Financial Aid Beyond the Traditional Degree: Can it Work?

Today, everyone from higher education leaders and practitioners, to employers, and, most importantly, students themselves is asking a critical question: How can higher education be more directly related to jobs students want? An answer in Washington, D.C. is to broaden our thinking of “higher education” to include shorter-term and more work-connected credentials in the landscape of programs where students can take their federal student aid.

But in order to ensure smooth and successful lifelong pathways for students, an expansion of federal recognition to new programs and providers will work best when students earn credentials that are portable and high-quality. By focusing on student outcomes – like completion, employment, equity, and value – programs and policies can ensure that short-term credentials further the Pell Grant program’s vital mission of advancing college access and connecting students to economic and social mobility.

The evolution of aid availability has the potential to fill a void, and in many ways is catching up to where many Americans are today. Today’s students are accessing postsecondary learning in many formats. One in four Americans currently has a non-degree credential or certificate. New online and competency-based providers are working with a growing number of students and beginning to show promising results connecting them to new credentials in growing industries.
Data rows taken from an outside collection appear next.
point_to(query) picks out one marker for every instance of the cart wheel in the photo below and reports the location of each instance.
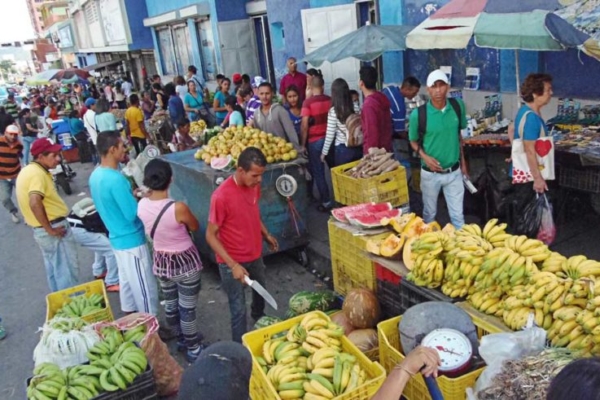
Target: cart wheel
(595, 201)
(303, 258)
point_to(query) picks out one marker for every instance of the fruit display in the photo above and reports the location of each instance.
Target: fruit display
(82, 305)
(375, 162)
(309, 362)
(116, 364)
(233, 140)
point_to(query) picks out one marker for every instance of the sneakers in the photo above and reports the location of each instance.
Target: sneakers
(113, 288)
(193, 354)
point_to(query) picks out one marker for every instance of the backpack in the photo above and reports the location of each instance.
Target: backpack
(355, 135)
(422, 124)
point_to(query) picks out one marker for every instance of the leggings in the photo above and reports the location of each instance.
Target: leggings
(181, 300)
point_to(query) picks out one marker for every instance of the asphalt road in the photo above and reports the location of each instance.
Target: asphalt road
(23, 291)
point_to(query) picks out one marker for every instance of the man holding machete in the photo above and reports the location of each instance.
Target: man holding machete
(235, 233)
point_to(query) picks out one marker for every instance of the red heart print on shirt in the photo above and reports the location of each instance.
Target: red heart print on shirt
(543, 147)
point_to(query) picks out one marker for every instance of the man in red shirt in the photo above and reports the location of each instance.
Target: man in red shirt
(293, 77)
(313, 129)
(375, 115)
(235, 233)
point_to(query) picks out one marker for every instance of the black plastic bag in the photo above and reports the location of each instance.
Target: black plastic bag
(530, 220)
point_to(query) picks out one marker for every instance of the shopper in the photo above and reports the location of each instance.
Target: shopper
(440, 148)
(45, 212)
(117, 207)
(219, 101)
(293, 77)
(273, 118)
(10, 166)
(176, 262)
(342, 107)
(193, 101)
(376, 119)
(294, 107)
(314, 127)
(136, 127)
(235, 233)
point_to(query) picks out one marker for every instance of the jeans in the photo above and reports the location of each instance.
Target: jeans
(237, 296)
(317, 169)
(60, 257)
(27, 141)
(454, 191)
(345, 155)
(104, 257)
(6, 189)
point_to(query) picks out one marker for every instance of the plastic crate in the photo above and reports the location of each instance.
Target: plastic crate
(351, 266)
(587, 179)
(388, 291)
(261, 387)
(55, 300)
(387, 187)
(391, 354)
(411, 294)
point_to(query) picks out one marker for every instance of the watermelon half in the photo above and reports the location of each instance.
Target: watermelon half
(345, 213)
(373, 220)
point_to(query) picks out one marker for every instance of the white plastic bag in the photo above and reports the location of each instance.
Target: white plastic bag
(497, 348)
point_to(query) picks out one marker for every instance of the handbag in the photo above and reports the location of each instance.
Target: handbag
(544, 149)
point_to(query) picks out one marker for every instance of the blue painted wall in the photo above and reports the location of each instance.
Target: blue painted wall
(391, 12)
(141, 36)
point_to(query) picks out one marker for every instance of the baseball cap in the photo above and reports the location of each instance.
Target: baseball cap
(437, 75)
(222, 372)
(12, 129)
(257, 80)
(44, 145)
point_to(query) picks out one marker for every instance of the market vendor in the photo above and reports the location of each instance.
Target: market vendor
(273, 117)
(439, 147)
(235, 232)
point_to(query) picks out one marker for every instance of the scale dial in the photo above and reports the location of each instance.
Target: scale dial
(286, 185)
(454, 348)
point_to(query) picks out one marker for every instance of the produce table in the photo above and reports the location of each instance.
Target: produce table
(194, 183)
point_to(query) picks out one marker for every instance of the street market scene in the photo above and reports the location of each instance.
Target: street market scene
(324, 199)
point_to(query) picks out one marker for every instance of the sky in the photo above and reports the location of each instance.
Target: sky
(14, 22)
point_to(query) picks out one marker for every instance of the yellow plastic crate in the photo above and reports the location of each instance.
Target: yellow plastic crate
(351, 266)
(387, 187)
(391, 354)
(261, 387)
(55, 301)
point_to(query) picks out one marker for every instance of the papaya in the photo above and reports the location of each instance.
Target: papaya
(391, 246)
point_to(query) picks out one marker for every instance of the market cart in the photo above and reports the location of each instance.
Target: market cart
(283, 202)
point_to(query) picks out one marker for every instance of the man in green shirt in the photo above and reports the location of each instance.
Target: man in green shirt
(440, 150)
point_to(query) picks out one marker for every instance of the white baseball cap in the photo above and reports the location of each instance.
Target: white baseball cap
(437, 75)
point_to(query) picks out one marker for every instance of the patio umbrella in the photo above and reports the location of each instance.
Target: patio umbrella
(366, 44)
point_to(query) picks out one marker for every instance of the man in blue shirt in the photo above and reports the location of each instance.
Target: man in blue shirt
(117, 207)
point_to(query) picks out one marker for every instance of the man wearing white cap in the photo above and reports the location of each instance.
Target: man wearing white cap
(434, 133)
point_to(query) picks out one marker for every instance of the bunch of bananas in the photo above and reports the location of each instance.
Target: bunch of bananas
(85, 382)
(308, 362)
(82, 305)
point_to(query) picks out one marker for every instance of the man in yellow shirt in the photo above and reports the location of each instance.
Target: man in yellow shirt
(136, 129)
(46, 213)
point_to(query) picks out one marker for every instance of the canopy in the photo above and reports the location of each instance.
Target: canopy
(366, 44)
Military service members and adult and part-time learners are looking to seamlessly transfer existing skills and knowledge to college credit and the workplace.

In turn, federal policymakers are actively looking to address this need. Late last year the Committee on Education and the Workforce in the U.S. House of Representatives introduced the PROSPER Act to renew the Higher Education Act, which included four key changes: the creation of a new apprenticeship grant program, allowing Pell Grants to be used at programs that are more than 300 hours (the current requirement is 600 hours), eliminate the direct tie to credit hours for competency-based programs, and allow up to 100 percent of programs to be supported by alternative providers. And, it is possible that short-term Pell grants may be included in a proposal of infrastructure reforms from the Trump Administration.

In general, an increased focus on non-traditional educational pathways to meaningful employment is welcome. Institutions of higher education and new providers of postsecondary education, such as learn-and-earn models, provide promising approaches to meeting the educational and skills needs of many of today’s students.

However, meeting the needs of today’s students not only requires serving them well while enrolled, but also providing a credential that is meaningful in the next steps of a student’s life, whether that means continued study or a job. Just as employees are no longer as likely to work for one company during their career, it is unlikely that a student will be “one-and-done” with a traditional undergraduate degree, attending only once between ages 18 and 22. Instead, lifelong learning and periodic upskilling is fast-becoming the norm. Thus, the need for portable and high-quality credentials that lead to positive education and career outcomes.